On the other hand, Moy cautioned that the time isn’t quite right for the development of a digital currency bill. He said that more education is needed on the agency level, a process that the bitcoin community can – and should – play a role in shaping.
He said:
“I think it’s an important step, now, to educate the regulators, regulate the members of Congress, particularly on the panels that have oversight on this area. So education is one key component.”
Secondly, Moy emphasized the need for self-regulation within the bitcoin community. By moving aggressively to shore up concerns held by regulators, including potential risks to consumers, companies in the bitcoin market can “illustrate to the government how this could work”.
As for whether or not there is a need for targeted digital currency legislation in the near-term, Moy was apprehensive. He said that too many members of Congress simply don’t have a strong enough understanding of bitcoin and the underlying technology to effectively draft laws to govern them.
Moy added:
“It’s probably not a good time to ask Congress to get engaged. Because even when Congress is working well, what you end up getting out of Congress is less than what you wanted at the outset. There’s that old joke in Washington: that the definition of a camel is a race-horse designed by a Congressional committee.”
Moy explained that the broader financial and monetary frameworks could come to integrate bitcoin should the regulatory environment clear up. He said that major banks like JPMorgan Chase, Citibank and Bank of America have established teams of experts focusing exclusively on digital currency.
More likely, he said, is that the bitcoin protocol will be integrated within existing banking or payments systems in order to tap the security benefits afforded by encryption. This is a sentiment expressed previously by bankers who have publicly noted the benefits of block chain technology in a payment-system context.
However, Moy said the presence of legacy systems – and a vested interest in maintaining and profiting from them – could pressure banks to stay away from bitcoin. Nonetheless, the technology itself may prove beneficial if adopted in targeted ways.
He said:
“They know that legacy systems cost more and more to maintain. It was built for one era but it won’t last another era. [Banks are looking at] ways to improve that, or come up with a replacement using some of this protocol to make things more secure and less costly.”
Moy explained that ultimately, bitcoin represents a possible step forward in the debate surrounding the exact definition of money itself.
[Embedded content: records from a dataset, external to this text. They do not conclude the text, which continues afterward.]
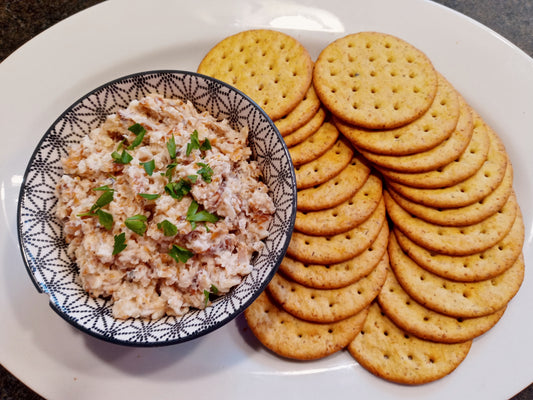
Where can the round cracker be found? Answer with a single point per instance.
(444, 153)
(461, 216)
(334, 276)
(294, 338)
(315, 145)
(328, 305)
(476, 267)
(466, 165)
(426, 324)
(346, 215)
(374, 80)
(300, 115)
(271, 67)
(466, 192)
(325, 167)
(457, 299)
(337, 248)
(452, 240)
(336, 190)
(392, 354)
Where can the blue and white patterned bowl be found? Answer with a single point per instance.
(44, 249)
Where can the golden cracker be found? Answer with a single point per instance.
(392, 354)
(422, 134)
(374, 80)
(325, 167)
(452, 240)
(336, 190)
(334, 276)
(337, 248)
(294, 338)
(346, 215)
(328, 305)
(315, 145)
(273, 68)
(456, 299)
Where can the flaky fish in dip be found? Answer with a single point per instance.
(162, 207)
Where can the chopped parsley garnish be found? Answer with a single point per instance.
(180, 254)
(205, 172)
(120, 243)
(195, 144)
(171, 147)
(168, 228)
(207, 293)
(178, 190)
(121, 157)
(137, 224)
(149, 196)
(194, 216)
(139, 132)
(149, 167)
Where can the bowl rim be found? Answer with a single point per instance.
(229, 317)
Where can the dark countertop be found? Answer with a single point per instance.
(22, 20)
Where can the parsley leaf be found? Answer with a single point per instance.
(193, 215)
(205, 172)
(180, 254)
(120, 243)
(171, 147)
(137, 224)
(149, 167)
(168, 228)
(139, 132)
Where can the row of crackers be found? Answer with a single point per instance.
(408, 236)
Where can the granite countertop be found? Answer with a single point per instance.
(22, 20)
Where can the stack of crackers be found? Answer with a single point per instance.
(408, 236)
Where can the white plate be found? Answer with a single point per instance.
(123, 36)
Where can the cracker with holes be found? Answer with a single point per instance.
(315, 145)
(444, 153)
(300, 115)
(273, 68)
(475, 267)
(454, 240)
(426, 324)
(337, 248)
(453, 298)
(302, 133)
(466, 192)
(324, 167)
(467, 164)
(461, 216)
(346, 215)
(374, 80)
(391, 353)
(328, 305)
(336, 190)
(422, 134)
(294, 338)
(334, 276)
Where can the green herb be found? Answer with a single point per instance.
(180, 254)
(120, 243)
(149, 167)
(168, 228)
(207, 293)
(171, 147)
(178, 190)
(205, 172)
(137, 224)
(149, 196)
(139, 132)
(194, 216)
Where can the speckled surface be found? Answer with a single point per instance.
(22, 20)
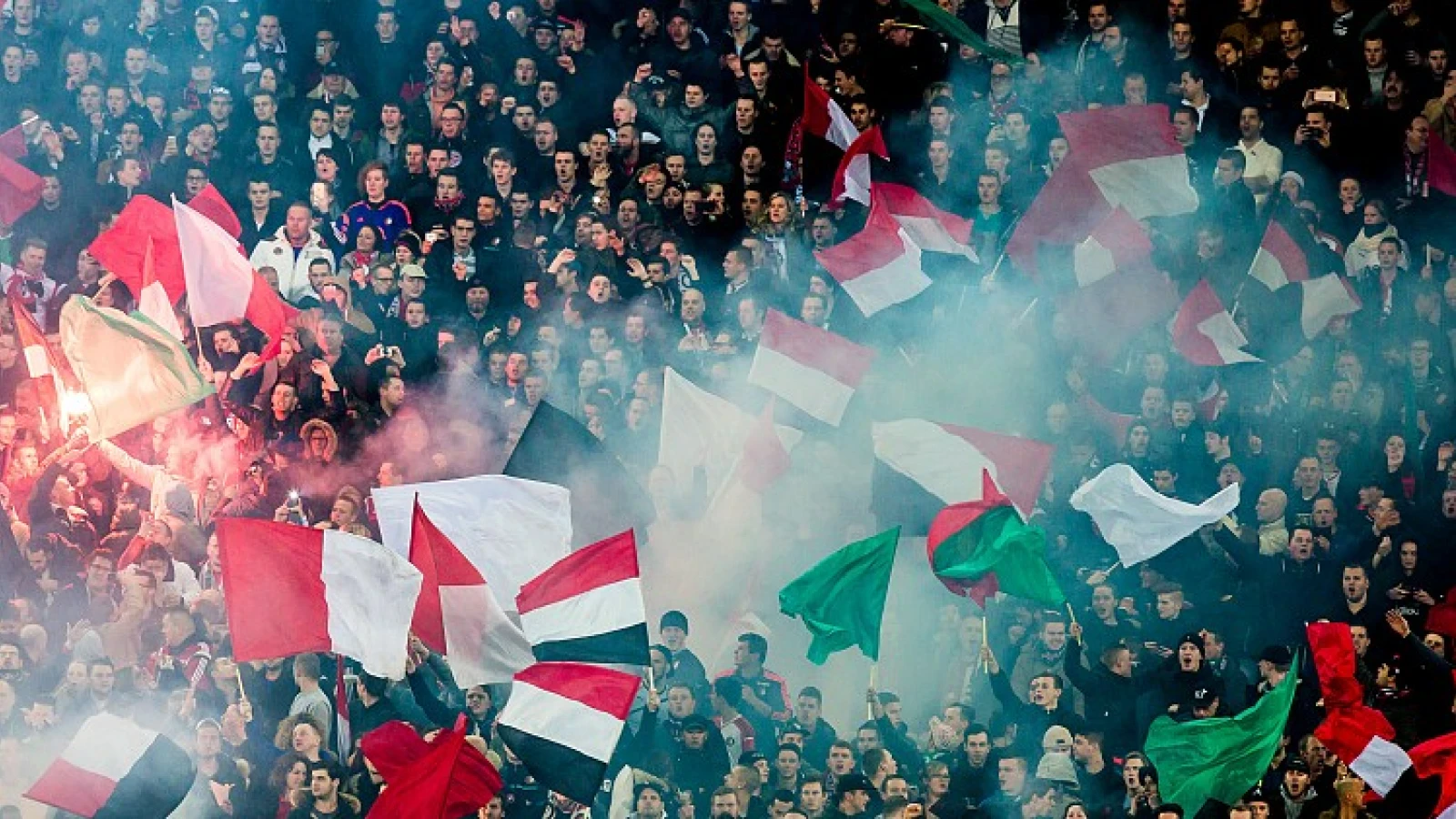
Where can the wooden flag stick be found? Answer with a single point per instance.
(874, 680)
What we’re seeing now, he said, is a broad decentralization of money that the technology underpinning bitcoin has made possible.
In its infancy, money was used as a medium of exchange to replace the action of bartering. Precious metals served in this capacity for hundreds of years until paper monies emerged that were backed by the value of gold. This was the framework until the mid-twentieth century, when between the 1930s and 1970s governments worldwide shifted to fiat currencies, which are backed by the legal establishment of the countries that issue them.
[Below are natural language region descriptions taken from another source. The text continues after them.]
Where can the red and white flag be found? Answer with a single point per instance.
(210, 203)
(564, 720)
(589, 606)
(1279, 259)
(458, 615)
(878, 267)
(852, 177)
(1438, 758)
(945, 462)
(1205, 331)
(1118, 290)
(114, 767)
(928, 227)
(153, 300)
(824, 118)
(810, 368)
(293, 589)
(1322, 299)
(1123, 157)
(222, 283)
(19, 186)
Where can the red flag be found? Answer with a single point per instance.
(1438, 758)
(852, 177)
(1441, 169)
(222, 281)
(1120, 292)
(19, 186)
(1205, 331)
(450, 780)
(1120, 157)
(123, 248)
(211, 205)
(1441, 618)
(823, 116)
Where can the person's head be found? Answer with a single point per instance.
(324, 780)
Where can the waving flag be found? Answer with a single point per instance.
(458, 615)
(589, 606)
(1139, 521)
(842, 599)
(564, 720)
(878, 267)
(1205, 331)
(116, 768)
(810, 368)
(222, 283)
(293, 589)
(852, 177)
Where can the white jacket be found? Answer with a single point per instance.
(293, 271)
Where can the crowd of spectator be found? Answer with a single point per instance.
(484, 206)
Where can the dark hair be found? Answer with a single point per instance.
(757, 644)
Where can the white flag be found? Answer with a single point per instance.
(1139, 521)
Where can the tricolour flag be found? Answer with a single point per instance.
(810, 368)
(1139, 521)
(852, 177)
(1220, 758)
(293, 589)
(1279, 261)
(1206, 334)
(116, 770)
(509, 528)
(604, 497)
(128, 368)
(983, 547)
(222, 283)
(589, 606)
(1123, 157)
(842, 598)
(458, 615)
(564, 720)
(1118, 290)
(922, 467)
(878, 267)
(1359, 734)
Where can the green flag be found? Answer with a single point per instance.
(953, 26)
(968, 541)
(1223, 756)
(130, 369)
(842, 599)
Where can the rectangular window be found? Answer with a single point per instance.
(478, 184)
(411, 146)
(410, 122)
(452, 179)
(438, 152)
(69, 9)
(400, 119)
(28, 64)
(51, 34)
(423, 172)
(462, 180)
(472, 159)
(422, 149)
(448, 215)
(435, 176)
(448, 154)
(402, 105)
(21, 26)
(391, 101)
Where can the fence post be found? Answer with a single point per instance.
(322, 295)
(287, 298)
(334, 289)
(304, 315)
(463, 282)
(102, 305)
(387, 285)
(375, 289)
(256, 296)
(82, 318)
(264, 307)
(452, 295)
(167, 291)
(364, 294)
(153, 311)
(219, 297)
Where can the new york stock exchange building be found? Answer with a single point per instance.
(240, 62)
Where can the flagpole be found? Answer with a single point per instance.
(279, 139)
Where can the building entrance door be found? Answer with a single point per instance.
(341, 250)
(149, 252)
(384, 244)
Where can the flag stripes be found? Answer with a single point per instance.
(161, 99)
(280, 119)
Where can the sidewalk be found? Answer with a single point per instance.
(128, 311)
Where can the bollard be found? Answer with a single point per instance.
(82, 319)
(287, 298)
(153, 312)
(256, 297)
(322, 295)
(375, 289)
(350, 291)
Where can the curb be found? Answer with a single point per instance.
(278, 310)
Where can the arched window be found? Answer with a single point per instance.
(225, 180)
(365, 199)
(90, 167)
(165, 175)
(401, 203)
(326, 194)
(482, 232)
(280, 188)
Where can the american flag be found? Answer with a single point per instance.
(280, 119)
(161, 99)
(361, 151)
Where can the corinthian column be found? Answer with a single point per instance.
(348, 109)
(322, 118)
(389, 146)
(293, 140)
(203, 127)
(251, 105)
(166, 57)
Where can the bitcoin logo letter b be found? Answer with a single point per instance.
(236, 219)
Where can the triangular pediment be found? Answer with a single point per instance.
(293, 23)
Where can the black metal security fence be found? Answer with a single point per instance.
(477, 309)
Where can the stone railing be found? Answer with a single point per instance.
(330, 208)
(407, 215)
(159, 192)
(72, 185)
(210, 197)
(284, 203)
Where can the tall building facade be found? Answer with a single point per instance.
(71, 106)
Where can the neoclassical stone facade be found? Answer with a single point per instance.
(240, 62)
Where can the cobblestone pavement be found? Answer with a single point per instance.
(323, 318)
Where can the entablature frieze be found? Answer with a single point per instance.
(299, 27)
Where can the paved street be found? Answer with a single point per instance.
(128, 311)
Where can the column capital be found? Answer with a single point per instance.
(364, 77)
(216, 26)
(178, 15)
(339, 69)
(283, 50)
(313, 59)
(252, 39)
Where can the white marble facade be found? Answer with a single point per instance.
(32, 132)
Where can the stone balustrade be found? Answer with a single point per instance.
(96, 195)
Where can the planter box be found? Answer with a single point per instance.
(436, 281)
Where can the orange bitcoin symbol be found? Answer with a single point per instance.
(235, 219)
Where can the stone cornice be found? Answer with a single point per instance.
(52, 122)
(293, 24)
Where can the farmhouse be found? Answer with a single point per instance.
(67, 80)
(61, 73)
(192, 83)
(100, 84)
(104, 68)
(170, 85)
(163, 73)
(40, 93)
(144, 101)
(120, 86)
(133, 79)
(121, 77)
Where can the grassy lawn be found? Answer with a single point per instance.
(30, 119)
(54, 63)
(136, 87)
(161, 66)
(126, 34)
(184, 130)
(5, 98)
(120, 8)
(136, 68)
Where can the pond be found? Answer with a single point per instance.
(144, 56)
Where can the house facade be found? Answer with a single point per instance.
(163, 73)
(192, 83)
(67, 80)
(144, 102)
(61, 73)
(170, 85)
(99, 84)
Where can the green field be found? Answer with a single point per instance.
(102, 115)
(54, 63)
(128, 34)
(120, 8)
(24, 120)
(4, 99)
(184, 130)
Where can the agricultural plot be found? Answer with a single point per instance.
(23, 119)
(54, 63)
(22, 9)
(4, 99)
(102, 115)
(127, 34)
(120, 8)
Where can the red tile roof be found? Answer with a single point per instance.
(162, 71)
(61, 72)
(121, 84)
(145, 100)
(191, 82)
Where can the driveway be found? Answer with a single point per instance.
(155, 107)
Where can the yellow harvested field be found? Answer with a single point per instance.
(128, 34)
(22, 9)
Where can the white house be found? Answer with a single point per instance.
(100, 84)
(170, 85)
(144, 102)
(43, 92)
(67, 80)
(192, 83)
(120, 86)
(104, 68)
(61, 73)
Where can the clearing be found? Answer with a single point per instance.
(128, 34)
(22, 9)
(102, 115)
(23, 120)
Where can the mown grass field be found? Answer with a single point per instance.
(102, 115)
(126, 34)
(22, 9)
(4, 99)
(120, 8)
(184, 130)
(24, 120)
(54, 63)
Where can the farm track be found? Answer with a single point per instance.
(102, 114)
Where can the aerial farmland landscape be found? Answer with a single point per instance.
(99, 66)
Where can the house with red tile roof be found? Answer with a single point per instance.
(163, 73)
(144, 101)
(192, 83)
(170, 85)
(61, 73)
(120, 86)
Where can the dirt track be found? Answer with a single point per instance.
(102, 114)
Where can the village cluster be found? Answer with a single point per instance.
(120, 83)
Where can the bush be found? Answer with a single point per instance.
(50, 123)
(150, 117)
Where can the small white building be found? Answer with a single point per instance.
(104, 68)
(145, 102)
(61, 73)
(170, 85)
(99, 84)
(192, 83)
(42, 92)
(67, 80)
This evolution is a process by which our ideas of money – and the trust placed in a given currency – have changed. Moy explained that bitcoin is step away from currencies backed by trust in a government and toward a medium of exchange that is supported by whatever the market deems it to be.
He said:
“Does bitcoin have a value? Absolutely it does, because the market says it does. As long as there’s confidence in bitcoin, by the market, that is an evolutionary step from having confidence in a sovereign government.”
Moy said that it’s unlikely bitcoin will replace the US dollar or other fiat currencies directly in the near-term. He argued that digital currencies will co-exist with other currency systems, adding that history demonstrates how diverse mediums of exchange can and often do develop a purpose over time.